Advancing precision medicine in heritable cardiac diseases: genetic insights from the understudied Middle Eastern population

Cardiovascular diseases (CVDs) represent the leading cause of mortality worldwide with >75% of CVD deaths occurring in low- and middle-income countries (LMICs). Genetic cardiomyopathies (CMs) are important causes of CVD and represent major causes of death and heart transplantation in young individuals. The genetic architecture of CM is complex with rare disease-causing variants identified in <40% of patients. Most of our knowledge on its genetic aetiology is derived from European-ancestral populations while patients from LMICs, including Middle East and North Africa (MENA) are severely underrepresented. Therefore, there are two motivations to study MENA: a) a moral need to address health inequalities and b) an opportunity to discover novel patterns of genetic variation by studying a consanguineous population.

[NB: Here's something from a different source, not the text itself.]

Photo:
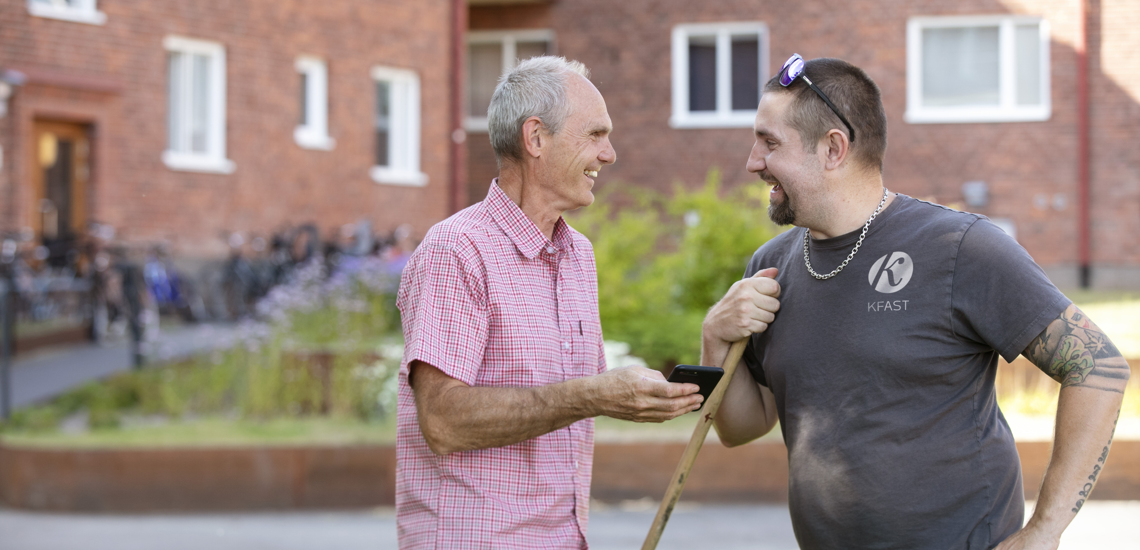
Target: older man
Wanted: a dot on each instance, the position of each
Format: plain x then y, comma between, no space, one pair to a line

To achieve this, I will perform three work packages in an Egyptian population, the largest in MENA. These are: 1) Characterise and validate Egyptian-specific variants of novel- and understudied variant classes, 2) Discover novel recessive/de novogenes/variants in genetically unexplained patients, 3) Investigate the contribution of common variation to CM risk and severity. This study will enhance our knowledge of the genetic aetiology of CM and identify needs of underserved MENA patients so that they can benefit from precision medicine and emerging therapies.